Victorian Art & Design
Whistler 3, the Peacock Room
The Freer Gallery in Washington has a number of portraits by Whistler. It also has the Dining Room from Frederick Leyland's London house. This is called the Peacock Room because of the gold peacocks which Whistler painted on the walls. Leyland had bought some of Whistler's etchings and his painting, La Princesse du Pays de la Porcelaine (The Princess from the Land of Porcelain). Leyland placed this painting on the end wall of his Dining Room. The walls had just been hung with antique Spanish leather. Whistler told Leyland that the red flowers on the leather clashed with his painting. Leyland agreed that Whistler could make some alterations, but Whistler painted over all the leather and the window shutters with blue paint. He then decorated them with gold peacocks.

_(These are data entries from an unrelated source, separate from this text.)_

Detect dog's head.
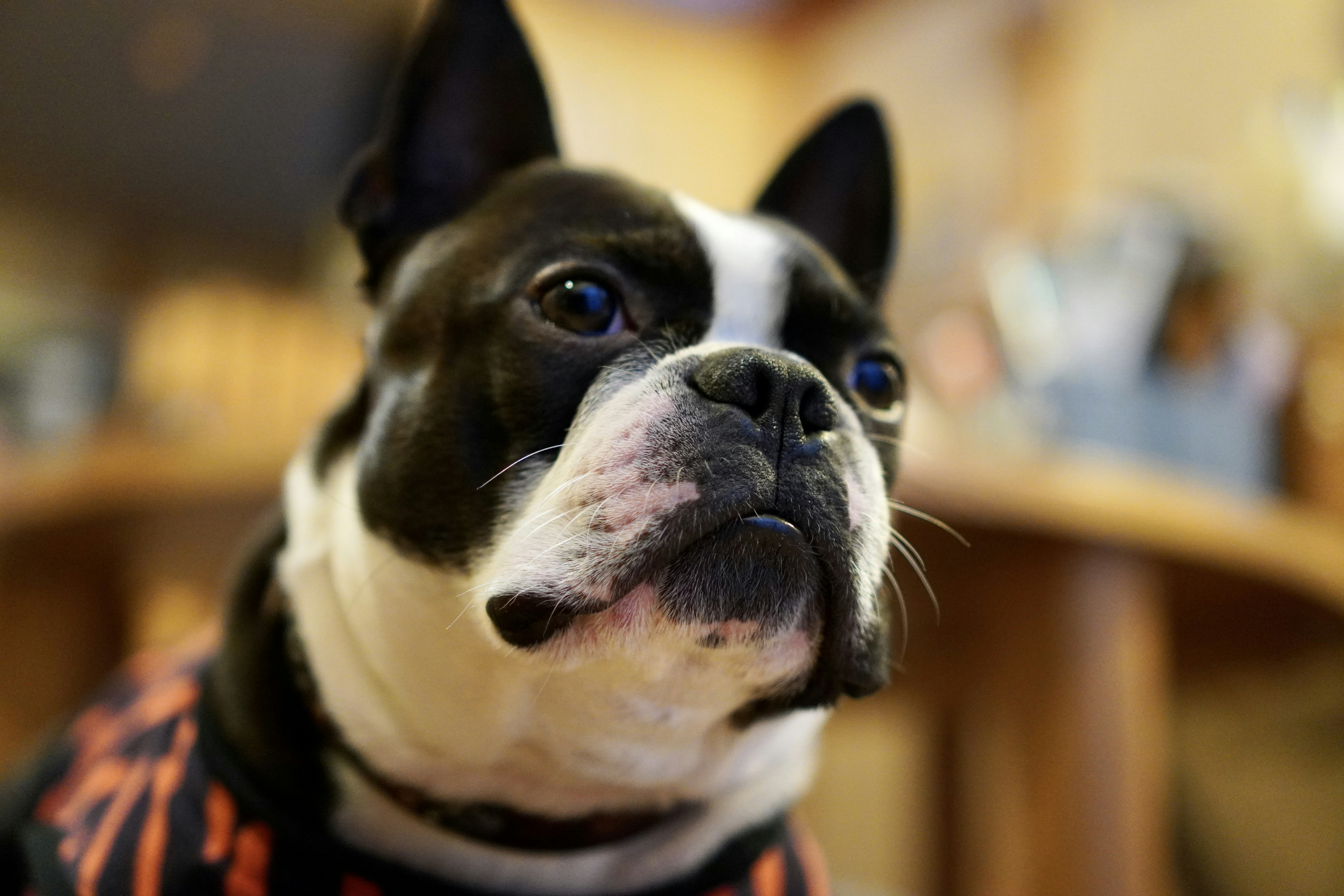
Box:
[292,0,903,827]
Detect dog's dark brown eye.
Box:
[849,355,906,422]
[540,279,625,336]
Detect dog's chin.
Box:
[654,516,822,634]
[486,514,825,648]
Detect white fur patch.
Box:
[672,194,789,348]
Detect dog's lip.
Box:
[730,513,808,543]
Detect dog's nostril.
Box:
[691,348,836,435]
[798,386,836,435]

When Leyland returned to his London house he was horrified to find that
Whistler had been showing people round this Peacock Room. Whistler sent him a
bill for 2,000 guineas. Rossetti agreed with Leyland that this was too much and
he only gave Whistler £1,000. Whistler got his revenge by painting two peacocks
on the end wall, one clutching a bag of gold coins. Needless to say he did not
receive any further work from Leyland. In 1892 Aubrey Beardsley visited the Peacock
Room with his sister Mabel.
Whistler also showed his interest in interior decoration and his love of Japanese art in the decoration of his new house in Chelsea, the White House, built for him by E. W. Godwin. Sadly he only lived there briefly as he was bankrupted when he sued Ruskin for libel.